It’s Time to Learn Exactly What ‘Zaps’ and ‘Saps’ Your Energy
April 11, 2018
Something truly magical happens when I put on the song “Good as Hell” by Lizzo. No matter how many delayed trains, spilled cups of coffee, or how slump-y my 3 p.m. slump, the song makes me feel unstoppable for at least a full 45 minutes. It’s like the musical equivalent of a deep breath.
I like to think of this song as one of my energy “zaps”—something I can turn to when I need a quick boost of mental energy. And knowing what “zaps” and “saps” our energy—aka takes it away—can help us keep momentum throughout the day.
Are You Energy Efficient?
We often know the physical things that energize us—getting the recommended eight hours of sleep, drinking coffee—and run us down—running a mile (or, you know, just to the grocery store), cleaning the house. But we don’t pay nearly as much attention to the things that mess with our mental energy.
Why we should start noticing our “zaps” and “saps”: Research shows that we start each day with a limited amount of mental energy. When we exhaust that finite resource, we’re less effective. Mental drain can lead to poor decision making and decreased productivity, among other things.
We can’t always control if the bulk of our day is draining or energizing—there will always be decisions to make and taxing tasks to finish. But we can create a list of things that “zap” and “sap” our energy so we know where to turn—and where not to turn—when we’re feeling sluggish.
Here, three areas to explore when discovering what zaps and saps your energy:
1. Your Digital Habits
When we let our digital habits go unchecked, we can unintentionally sabotage our energy.
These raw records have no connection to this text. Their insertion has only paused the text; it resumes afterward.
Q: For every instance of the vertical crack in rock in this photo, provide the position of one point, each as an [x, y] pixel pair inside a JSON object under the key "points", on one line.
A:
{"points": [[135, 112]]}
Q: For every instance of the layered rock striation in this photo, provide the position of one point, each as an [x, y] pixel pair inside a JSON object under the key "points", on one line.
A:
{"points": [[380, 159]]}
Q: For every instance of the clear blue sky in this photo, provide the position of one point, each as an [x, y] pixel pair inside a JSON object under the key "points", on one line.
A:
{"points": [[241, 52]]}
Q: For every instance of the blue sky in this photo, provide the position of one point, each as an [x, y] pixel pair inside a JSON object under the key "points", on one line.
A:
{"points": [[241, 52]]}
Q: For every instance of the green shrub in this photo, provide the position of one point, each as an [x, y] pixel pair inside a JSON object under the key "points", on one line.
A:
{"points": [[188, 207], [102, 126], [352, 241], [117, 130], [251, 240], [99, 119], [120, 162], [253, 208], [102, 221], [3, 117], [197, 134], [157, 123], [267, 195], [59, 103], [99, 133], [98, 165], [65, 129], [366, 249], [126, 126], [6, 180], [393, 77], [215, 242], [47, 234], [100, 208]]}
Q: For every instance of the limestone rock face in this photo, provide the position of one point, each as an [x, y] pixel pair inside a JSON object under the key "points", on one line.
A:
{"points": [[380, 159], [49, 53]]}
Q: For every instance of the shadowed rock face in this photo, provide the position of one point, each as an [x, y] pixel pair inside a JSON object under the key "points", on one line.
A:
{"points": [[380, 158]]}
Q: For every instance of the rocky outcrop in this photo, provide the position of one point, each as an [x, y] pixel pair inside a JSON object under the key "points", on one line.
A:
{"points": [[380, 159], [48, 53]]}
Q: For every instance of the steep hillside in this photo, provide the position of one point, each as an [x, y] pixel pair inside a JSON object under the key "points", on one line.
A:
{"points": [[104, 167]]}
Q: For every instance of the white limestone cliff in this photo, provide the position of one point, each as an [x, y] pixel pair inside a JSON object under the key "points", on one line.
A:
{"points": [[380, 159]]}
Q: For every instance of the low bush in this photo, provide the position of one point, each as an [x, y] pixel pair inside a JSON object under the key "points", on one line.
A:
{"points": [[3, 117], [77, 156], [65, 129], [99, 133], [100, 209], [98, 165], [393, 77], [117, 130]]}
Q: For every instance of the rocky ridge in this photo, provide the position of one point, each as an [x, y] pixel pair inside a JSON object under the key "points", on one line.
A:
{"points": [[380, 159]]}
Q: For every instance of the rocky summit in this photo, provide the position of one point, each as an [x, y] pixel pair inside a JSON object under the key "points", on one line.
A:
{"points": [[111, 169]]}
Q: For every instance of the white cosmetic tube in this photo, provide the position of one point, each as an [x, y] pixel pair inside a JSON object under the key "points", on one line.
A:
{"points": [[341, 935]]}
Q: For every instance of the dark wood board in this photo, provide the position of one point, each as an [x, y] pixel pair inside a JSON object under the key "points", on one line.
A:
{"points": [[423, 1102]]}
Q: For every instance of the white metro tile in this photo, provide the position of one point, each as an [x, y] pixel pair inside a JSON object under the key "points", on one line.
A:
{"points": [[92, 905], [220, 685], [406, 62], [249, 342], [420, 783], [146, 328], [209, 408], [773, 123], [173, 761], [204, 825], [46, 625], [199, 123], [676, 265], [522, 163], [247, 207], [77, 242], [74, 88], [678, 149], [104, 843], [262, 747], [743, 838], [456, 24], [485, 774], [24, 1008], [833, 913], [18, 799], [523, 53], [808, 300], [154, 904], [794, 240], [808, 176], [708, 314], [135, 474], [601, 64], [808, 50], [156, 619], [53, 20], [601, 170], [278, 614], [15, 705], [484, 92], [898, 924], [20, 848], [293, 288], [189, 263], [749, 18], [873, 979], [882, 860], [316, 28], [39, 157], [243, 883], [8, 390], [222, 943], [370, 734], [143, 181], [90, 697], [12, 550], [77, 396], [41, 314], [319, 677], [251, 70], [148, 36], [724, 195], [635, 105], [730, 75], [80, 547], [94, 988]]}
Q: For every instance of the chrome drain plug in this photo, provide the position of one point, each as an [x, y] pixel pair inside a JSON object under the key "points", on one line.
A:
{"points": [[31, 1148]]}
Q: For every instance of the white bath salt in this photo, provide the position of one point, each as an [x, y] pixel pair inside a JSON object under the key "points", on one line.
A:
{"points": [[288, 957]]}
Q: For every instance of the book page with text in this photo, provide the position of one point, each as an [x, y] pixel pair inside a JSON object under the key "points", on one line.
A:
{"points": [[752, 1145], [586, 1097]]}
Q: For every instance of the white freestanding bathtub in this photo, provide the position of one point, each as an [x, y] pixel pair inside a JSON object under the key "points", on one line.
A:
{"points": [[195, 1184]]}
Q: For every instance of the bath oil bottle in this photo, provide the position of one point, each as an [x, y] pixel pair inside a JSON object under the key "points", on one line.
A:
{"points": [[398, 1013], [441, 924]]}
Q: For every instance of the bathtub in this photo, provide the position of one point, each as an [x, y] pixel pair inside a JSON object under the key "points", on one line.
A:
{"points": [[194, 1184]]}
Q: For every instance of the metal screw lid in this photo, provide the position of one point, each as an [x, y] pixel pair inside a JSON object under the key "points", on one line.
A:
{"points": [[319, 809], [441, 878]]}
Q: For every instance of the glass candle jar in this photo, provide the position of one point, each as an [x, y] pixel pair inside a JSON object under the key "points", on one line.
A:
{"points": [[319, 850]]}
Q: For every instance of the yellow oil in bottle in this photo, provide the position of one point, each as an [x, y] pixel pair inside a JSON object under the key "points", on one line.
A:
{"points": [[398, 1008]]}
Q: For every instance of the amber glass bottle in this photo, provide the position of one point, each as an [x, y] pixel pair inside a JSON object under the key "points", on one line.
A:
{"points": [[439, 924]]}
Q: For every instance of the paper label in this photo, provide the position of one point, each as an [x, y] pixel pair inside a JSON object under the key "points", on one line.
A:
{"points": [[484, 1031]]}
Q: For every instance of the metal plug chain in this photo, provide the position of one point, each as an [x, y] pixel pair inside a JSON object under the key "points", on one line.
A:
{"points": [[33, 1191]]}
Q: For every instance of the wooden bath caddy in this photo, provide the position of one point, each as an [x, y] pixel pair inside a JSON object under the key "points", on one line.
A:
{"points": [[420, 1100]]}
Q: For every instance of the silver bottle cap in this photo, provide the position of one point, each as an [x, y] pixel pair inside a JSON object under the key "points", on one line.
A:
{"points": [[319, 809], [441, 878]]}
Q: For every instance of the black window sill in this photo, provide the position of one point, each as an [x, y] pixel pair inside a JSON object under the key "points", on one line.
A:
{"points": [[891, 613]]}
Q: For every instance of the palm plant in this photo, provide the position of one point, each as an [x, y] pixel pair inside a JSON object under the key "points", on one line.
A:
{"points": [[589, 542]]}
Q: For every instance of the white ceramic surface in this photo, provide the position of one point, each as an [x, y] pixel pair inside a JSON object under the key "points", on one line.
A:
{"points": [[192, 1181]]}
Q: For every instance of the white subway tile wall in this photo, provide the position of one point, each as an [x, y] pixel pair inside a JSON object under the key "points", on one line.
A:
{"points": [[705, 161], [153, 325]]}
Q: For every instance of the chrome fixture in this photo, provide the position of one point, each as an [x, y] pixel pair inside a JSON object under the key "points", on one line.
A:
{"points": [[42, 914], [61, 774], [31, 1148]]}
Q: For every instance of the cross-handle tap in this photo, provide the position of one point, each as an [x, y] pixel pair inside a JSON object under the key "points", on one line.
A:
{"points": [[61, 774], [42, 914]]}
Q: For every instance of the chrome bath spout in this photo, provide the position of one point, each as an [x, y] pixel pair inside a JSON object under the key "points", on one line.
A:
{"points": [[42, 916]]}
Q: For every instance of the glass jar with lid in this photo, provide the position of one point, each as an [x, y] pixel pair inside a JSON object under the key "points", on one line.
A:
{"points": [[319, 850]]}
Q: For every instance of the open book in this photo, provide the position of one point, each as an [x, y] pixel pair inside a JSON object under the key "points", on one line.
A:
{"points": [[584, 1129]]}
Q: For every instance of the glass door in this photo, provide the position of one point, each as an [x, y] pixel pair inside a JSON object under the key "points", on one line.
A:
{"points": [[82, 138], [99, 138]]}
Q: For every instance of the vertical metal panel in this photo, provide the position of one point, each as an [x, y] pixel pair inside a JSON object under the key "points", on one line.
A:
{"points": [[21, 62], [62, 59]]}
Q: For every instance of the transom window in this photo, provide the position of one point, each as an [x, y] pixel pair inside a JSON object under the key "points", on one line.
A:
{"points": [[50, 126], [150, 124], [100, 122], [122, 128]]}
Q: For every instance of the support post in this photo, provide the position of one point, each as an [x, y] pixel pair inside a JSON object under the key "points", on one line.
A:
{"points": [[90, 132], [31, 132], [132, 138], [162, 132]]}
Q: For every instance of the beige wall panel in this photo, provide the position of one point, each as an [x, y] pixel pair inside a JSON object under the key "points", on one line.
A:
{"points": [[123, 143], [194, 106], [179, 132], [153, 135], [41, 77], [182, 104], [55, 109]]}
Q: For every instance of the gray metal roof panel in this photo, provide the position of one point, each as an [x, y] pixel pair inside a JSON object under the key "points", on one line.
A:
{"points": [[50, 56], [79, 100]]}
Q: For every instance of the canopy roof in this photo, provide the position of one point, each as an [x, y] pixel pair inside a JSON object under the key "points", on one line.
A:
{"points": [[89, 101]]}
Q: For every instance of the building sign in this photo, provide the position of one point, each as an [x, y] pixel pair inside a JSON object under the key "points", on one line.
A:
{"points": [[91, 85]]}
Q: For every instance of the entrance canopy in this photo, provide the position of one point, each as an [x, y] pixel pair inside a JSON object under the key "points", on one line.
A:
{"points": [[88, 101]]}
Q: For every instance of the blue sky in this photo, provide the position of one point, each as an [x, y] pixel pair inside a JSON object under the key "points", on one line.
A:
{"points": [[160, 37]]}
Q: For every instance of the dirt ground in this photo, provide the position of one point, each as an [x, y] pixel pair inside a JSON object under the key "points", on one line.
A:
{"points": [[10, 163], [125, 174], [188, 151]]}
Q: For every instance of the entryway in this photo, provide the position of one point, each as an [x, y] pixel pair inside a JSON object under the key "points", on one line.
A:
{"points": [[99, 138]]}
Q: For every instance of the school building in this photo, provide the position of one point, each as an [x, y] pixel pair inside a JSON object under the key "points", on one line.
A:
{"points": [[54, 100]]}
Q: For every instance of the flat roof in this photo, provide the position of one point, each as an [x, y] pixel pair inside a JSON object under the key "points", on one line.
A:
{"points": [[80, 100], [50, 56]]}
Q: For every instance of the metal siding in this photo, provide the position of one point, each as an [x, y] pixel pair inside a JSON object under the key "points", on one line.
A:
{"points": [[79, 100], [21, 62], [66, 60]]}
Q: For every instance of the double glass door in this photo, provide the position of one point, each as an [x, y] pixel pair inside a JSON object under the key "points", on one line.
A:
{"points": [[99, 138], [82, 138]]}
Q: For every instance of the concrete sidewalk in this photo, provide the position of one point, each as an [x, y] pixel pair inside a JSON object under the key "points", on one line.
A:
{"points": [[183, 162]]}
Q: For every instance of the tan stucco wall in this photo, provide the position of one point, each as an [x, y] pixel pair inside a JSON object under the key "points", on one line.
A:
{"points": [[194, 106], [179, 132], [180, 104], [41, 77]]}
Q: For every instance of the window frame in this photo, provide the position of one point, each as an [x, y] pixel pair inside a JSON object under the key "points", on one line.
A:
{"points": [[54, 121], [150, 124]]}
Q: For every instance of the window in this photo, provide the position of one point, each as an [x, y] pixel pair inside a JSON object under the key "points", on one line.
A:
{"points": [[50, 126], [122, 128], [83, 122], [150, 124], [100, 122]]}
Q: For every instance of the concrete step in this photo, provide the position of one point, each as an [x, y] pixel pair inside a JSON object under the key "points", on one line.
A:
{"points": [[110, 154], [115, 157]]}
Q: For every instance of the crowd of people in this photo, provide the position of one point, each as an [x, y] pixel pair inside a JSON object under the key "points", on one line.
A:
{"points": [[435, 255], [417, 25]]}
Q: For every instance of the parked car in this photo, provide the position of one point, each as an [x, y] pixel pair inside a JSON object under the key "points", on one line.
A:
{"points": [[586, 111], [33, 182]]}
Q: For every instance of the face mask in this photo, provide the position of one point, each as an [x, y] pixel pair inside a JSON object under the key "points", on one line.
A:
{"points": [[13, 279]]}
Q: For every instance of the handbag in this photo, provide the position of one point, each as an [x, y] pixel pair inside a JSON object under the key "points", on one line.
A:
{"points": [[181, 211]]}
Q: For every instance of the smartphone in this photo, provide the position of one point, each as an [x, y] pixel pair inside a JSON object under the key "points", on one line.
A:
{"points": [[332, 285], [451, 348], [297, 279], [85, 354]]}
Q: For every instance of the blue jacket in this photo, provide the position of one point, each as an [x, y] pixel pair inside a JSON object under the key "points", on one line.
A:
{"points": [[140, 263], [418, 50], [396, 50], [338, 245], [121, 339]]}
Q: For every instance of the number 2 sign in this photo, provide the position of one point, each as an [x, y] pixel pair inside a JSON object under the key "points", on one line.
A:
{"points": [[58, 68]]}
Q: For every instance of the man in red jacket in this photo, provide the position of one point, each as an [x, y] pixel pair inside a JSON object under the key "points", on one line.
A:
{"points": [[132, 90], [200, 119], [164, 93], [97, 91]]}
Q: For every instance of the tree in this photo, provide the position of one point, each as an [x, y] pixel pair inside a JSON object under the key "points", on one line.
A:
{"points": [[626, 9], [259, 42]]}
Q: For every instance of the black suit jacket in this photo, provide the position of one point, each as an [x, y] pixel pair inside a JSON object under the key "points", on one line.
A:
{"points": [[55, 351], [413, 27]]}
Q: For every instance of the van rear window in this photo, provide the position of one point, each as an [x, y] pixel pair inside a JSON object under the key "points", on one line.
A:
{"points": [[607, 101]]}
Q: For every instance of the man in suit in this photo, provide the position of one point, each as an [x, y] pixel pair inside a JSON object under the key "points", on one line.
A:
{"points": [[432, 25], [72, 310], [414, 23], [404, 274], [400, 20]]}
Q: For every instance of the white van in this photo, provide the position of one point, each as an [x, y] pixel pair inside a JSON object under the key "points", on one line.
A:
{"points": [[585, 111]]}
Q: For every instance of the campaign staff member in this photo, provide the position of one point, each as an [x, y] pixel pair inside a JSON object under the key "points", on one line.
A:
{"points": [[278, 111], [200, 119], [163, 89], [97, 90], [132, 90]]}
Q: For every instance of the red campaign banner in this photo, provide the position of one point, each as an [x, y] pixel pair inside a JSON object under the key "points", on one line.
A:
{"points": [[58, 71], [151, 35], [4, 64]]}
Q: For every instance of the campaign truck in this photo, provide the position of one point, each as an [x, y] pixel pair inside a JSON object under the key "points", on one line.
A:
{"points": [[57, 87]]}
For example, checking Instagram might be your auto-move when you’re waiting in line, but it’s important to ask yourself: Does checking up on my friends energize me? Or, does it fire up the comparison game and leave me more drained? (For me personally, I’ve learned it’s the latter.)
Today, get curious about your go-to apps and how they affect your energy. Maybe a better “zap” would mean listening to your “Good as Hell”-equivalent pump up jam (you can check out the Shine Squad’s favorite pump-up songs here). Research shows that music is a proven mood and endurance-booster.
Get curious about your go-to apps and how they affect your energy.
Or, maybe your “zap” involves going through your photo album to get a boost from happy memories. Or, re-reading one of your favorite text messages from a friend. Find your tech Gatorade—and intentionally turn to it when you’re feeling sluggish.
2. Your People
Whether we notice it or not, the people we surround ourselves with play with our energy. Studies have shown that emotions are contagious, which can have good and bad implications. If someone’s happy, that’s great to catch. But if someone’s throwing off negative vibes, that could bring you down, too.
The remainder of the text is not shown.